Regresó a Zapopan. Aquél adiós era distinto a los demás. Su casa se incendió y con ello, enfrentábamos la primera adversidad. Más tarde, atravesamos otra vicisitud, cuando el COVID me atacó sintiendo la sombra de muerte; entonces, sentí su mano cálida sustituyendo a mi amiga Astrid en los fatigosos cuidados sin despegarse de mi lado junto a mis hijos Gastón, Yuanih, su esposa Christy y Yelina quien desde Zapopan, transmitía las indicaciones de un médico especialista.

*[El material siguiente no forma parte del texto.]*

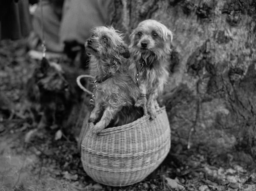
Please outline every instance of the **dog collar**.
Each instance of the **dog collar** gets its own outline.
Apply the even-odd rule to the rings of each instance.
[[[137,85],[139,85],[139,76],[140,75],[140,72],[141,72],[141,70],[142,70],[144,66],[146,64],[146,62],[144,59],[143,58],[141,58],[140,60],[140,63],[139,65],[139,67],[138,68],[137,68],[138,70],[138,72],[136,74],[136,81],[137,82]]]
[[[109,78],[111,76],[112,76],[112,74],[110,75],[105,75],[104,76],[103,76],[103,77],[101,79],[99,79],[98,78],[98,76],[96,77],[96,80],[94,81],[93,81],[93,83],[102,83],[102,82],[103,82],[104,81],[106,81],[106,80]]]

El amor se demuestra en las buenas y en la malas.
En su última visita a Comitán nos preguntamos qué éramos. “Somos dos viajeros del tiempo unidos por la palabra y el amor, que jamás vivirán juntos, pero siempre nos mantendremos unidos”, le respondí. Ella volvió a su trabajo, a su vida con sus hijos y yo, con la mía. “Un mismo amor en dos casas distantes”, me dije. Corina es una lectora insaciable, especialmente de la historia de las monarquías inglesas y europeas.

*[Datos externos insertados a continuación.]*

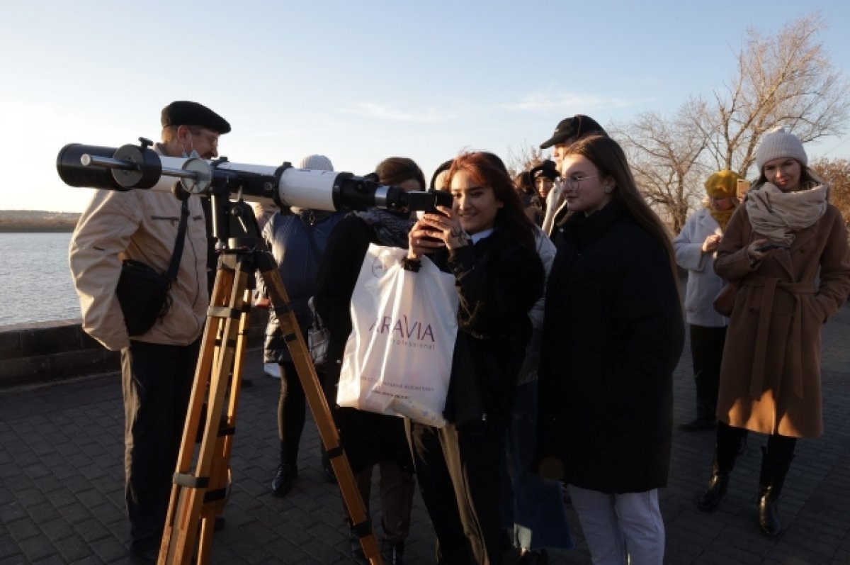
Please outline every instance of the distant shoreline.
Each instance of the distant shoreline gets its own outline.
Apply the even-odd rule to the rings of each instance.
[[[79,219],[77,212],[0,210],[0,233],[70,233]]]
[[[43,224],[20,224],[0,225],[0,233],[72,233],[76,224],[70,225],[48,225]]]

Nuestras charlas virtuales continuarán como un lazo invisible que une nuestras vidas. En una de esas conversaciones, le prometí escribir la novela de nuestra historia; la titularé “Novela de Nada” y quizá, se publique cuando muera. Así, un día me compartió un escrito inteligente, profundo y lleno de sarcasmo. “Esto es digno de publicarse”, le dije. “¿Cómo crees, son locuras”, me respondió. Aún así, se lo mandé a mi amigo Enrique Alfaro para publicarlo en su Diario Al Faro. A ese artículo, le siguieron muchos otros marcando un estilo único al abordar temas sociales, económicos, políticos y culturales desde el sarcasmo y la ironía que deseo seguir leyendo por mucho tiempo a pesar de encontrarnos frente a otra adversidad, que enfrentaremos juntos sin soltarle la mano de la misma forma en que ella me tendió la suya al borde de la muerte.
El tiempo hace de las suyas, los años se me vienen encima mientras ella mantiene la vitalidad ejercitándose todos los días en el gimnasio y deseo que siga escribiendo. Como sea, mi historia con Corina, entre todas, es la mayor cuestión de amor.